Wednesday, January 20, 2010

Quote: Joseph Stalin (1878-1953)


"A single death is a tragedy; a million deaths is a statistic."

The above quotation came to mind yesterday morning when I was listening to John Stanley on 2UE as I drove to work. Stanley commented that whilst watching the 5.00pm news on TV the afternoon before, there had been a story about a cyclist killed at Silverwater. The visual accompanying the story, Stanley said, showed the cyclist's body half covered with a sheet, an image he found disturbing and unsettling, much more than any of the footage he had seen of the Haiti earthquake disaster.

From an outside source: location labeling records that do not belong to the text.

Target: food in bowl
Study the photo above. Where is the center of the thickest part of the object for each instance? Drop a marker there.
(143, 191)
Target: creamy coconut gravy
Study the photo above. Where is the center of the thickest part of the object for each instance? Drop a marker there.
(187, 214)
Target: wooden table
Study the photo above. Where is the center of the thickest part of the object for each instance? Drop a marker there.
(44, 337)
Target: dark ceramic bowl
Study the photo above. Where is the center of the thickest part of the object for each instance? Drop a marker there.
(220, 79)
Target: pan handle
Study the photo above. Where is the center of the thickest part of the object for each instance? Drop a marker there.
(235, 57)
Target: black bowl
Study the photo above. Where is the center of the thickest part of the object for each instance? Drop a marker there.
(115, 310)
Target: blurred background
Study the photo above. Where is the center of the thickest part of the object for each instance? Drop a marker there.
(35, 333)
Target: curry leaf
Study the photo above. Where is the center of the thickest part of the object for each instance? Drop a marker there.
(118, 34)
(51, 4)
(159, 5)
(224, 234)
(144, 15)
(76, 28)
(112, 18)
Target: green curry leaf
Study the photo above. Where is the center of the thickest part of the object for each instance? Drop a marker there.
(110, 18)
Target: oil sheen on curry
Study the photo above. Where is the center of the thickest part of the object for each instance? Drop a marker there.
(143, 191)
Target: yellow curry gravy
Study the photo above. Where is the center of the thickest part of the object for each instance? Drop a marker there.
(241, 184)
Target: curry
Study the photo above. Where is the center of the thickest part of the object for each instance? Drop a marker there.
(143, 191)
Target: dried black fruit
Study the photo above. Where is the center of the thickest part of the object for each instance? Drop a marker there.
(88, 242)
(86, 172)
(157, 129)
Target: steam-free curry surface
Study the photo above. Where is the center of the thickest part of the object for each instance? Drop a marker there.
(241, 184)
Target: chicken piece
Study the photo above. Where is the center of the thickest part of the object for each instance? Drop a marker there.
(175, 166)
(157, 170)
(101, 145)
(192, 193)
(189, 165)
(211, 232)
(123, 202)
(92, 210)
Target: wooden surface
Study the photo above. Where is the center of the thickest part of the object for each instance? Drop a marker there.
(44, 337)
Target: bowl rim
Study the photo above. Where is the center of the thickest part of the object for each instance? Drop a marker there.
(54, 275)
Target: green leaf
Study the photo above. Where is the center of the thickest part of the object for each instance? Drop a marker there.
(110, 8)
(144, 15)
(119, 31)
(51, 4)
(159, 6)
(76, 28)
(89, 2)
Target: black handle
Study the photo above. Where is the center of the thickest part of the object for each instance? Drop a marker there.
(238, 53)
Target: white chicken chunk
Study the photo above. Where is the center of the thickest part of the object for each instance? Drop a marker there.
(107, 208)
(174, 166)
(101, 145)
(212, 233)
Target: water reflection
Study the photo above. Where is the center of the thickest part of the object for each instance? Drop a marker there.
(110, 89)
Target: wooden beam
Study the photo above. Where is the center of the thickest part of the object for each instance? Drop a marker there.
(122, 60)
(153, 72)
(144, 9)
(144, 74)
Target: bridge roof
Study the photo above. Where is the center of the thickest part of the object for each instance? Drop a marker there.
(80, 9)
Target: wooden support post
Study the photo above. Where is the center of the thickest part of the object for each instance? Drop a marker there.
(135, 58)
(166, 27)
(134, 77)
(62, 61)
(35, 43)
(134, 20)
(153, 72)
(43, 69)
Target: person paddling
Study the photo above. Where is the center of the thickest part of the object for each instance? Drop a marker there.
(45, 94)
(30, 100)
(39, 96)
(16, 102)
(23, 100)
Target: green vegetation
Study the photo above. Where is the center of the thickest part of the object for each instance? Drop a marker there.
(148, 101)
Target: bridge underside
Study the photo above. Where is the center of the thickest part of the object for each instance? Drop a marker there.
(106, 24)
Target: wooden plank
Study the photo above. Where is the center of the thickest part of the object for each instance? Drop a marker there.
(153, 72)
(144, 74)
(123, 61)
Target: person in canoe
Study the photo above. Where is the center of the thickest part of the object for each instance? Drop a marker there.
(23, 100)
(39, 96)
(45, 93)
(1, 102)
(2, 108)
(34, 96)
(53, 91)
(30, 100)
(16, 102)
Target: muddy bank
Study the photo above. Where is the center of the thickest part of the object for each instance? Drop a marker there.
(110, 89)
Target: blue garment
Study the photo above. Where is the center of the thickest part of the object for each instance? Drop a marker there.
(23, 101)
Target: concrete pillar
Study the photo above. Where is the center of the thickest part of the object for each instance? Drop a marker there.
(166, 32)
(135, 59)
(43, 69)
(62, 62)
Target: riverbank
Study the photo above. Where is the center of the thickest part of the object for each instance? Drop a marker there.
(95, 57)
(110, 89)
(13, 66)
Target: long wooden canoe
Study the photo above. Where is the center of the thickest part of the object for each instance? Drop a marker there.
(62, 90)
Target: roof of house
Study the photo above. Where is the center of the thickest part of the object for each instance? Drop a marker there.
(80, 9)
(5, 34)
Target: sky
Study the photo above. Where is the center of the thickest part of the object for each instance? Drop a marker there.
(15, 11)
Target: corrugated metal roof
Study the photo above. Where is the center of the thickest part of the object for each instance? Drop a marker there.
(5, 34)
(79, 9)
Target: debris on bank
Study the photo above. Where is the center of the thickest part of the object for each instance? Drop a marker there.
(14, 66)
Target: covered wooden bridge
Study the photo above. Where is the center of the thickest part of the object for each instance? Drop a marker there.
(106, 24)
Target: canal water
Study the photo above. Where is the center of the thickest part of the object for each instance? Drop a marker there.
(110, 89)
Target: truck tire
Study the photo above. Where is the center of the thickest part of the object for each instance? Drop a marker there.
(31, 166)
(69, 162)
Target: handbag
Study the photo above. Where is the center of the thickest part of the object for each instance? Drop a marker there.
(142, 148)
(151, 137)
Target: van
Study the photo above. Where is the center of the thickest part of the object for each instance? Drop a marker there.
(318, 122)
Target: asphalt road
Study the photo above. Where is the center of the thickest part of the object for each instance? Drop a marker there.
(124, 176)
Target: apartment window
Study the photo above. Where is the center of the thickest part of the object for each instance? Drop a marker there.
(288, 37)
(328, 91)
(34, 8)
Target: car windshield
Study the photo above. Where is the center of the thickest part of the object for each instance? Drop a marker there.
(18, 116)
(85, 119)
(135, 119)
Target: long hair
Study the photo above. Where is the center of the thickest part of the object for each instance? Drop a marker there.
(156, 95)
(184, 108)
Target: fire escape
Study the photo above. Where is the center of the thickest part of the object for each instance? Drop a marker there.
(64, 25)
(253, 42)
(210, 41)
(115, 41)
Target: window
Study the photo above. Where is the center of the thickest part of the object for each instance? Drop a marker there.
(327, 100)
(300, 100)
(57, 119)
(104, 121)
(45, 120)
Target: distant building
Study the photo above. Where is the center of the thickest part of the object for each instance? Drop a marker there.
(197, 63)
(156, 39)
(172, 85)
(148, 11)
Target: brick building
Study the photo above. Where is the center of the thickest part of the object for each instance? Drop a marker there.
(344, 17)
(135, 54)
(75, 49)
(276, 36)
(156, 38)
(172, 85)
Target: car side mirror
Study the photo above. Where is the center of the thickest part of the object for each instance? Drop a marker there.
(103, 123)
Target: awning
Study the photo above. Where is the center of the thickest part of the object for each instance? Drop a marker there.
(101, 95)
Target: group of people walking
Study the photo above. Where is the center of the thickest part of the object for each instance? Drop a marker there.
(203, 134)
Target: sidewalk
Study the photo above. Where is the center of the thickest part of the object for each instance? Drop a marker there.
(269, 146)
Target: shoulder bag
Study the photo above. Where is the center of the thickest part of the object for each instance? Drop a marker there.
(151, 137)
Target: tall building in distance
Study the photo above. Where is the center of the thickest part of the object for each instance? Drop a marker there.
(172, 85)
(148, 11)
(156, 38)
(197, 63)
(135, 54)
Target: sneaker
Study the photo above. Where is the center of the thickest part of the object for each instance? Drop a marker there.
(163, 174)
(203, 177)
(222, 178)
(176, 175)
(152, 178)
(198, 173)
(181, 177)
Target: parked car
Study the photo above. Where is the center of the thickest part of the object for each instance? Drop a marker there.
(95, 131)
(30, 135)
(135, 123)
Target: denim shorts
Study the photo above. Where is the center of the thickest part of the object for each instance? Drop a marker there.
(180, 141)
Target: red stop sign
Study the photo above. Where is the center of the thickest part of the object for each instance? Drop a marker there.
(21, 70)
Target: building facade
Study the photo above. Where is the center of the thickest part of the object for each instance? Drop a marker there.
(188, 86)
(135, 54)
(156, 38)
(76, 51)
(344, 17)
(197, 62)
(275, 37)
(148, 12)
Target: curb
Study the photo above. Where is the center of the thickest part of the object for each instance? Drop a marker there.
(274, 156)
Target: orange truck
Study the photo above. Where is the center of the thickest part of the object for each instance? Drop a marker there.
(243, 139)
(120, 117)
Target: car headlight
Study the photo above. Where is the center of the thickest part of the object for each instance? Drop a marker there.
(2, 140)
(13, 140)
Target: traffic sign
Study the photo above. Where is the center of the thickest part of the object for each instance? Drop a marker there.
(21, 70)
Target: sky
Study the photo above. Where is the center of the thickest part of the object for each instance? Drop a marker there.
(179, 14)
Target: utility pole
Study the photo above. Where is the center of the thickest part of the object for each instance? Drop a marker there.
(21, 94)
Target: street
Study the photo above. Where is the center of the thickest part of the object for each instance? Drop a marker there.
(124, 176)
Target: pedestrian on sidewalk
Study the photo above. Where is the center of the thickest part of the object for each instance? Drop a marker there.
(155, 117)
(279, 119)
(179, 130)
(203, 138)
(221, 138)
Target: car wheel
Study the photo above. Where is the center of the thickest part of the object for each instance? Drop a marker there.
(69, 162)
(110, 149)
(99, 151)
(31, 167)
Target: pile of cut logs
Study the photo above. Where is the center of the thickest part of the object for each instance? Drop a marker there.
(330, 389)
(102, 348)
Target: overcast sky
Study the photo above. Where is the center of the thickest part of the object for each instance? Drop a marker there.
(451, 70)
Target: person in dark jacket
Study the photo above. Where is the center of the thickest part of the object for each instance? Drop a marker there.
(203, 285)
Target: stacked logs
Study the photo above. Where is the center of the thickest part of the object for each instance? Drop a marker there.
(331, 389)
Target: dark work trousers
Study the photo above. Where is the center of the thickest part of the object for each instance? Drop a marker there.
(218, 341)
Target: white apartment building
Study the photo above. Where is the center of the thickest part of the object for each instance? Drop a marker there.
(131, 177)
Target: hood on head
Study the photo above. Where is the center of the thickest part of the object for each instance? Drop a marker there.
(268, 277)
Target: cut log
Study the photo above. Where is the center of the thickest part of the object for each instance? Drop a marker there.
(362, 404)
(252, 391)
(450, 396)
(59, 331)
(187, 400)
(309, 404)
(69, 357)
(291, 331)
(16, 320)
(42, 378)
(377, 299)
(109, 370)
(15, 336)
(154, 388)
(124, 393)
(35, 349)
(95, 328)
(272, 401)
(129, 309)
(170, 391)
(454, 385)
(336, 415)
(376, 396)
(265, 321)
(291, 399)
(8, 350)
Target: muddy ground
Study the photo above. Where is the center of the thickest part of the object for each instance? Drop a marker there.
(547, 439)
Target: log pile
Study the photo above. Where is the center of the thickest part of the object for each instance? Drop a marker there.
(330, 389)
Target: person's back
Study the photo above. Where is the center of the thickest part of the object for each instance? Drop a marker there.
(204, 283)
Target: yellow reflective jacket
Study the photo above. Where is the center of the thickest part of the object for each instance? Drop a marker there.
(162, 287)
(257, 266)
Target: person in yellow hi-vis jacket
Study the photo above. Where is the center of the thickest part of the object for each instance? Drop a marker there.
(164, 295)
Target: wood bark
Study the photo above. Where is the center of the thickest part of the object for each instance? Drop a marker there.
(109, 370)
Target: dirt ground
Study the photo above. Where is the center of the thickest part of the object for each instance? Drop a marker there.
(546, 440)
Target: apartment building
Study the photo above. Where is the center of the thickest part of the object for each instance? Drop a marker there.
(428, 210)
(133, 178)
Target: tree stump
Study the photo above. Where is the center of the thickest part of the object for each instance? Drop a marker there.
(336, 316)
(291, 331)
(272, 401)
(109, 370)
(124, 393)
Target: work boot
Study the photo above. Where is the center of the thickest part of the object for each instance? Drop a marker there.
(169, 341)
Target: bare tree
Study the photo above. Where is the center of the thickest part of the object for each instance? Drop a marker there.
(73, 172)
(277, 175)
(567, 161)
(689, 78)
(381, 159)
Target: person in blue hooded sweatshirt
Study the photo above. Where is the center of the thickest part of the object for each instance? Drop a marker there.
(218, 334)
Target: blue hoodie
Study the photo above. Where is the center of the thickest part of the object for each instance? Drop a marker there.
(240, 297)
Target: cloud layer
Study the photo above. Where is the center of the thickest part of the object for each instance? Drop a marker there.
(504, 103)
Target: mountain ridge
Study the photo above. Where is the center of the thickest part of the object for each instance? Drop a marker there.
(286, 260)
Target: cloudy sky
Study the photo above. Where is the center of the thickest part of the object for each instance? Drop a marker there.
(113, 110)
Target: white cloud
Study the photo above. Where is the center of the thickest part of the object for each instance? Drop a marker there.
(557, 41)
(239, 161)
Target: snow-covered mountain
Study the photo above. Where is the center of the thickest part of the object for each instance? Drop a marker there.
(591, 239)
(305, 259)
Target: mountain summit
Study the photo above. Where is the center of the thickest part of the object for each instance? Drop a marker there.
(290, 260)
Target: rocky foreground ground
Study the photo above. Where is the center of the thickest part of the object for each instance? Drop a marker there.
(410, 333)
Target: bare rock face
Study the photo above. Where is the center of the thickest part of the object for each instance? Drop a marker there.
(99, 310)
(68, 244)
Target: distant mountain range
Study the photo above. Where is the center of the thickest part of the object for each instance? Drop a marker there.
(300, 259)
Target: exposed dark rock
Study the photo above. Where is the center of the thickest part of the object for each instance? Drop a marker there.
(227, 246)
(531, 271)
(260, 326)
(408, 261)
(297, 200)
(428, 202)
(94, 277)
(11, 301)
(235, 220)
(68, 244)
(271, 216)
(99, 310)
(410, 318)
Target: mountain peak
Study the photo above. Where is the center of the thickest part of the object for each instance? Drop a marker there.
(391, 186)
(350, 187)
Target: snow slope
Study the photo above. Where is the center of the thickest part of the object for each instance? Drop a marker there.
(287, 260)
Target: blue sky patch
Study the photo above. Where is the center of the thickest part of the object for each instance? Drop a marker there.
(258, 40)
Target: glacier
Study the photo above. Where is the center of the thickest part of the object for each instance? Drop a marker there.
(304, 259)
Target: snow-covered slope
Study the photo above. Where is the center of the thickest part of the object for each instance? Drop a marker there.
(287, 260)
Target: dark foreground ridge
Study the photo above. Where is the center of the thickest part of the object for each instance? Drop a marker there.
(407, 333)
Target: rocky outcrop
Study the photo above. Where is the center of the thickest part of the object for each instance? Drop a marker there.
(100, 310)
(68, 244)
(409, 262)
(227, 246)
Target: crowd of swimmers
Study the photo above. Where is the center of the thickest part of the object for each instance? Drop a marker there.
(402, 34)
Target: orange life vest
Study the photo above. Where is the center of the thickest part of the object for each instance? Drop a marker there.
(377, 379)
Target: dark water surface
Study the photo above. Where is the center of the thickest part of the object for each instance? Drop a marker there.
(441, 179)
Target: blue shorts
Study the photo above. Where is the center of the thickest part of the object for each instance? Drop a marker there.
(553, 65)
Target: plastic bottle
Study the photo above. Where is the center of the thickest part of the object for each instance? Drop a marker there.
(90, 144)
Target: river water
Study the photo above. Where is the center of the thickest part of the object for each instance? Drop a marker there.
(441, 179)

Maybe it's because a death in our own backyard is more immediate; maybe we can relate to it more than the poverty of Haiti; perhaps there is truth in the old saying (from when Lady Diana was alive) that in the scale of newsworthiness, the death of 100,000 in Asia or India equaled the death of 5 in Australia equaled a picture of Diana crying; or perhaps we have been hardened and made cynical by the blatant emotional blackmail of pictures of kids with big eyes and swollen bellies staring into the camera lens so as to look us in the eye. Have we become hardened to watching disasters befall the lower socio-economic groups in the world - the tsunami, Haiti, Hurricane Katrina - or has it always been so? Thoughts?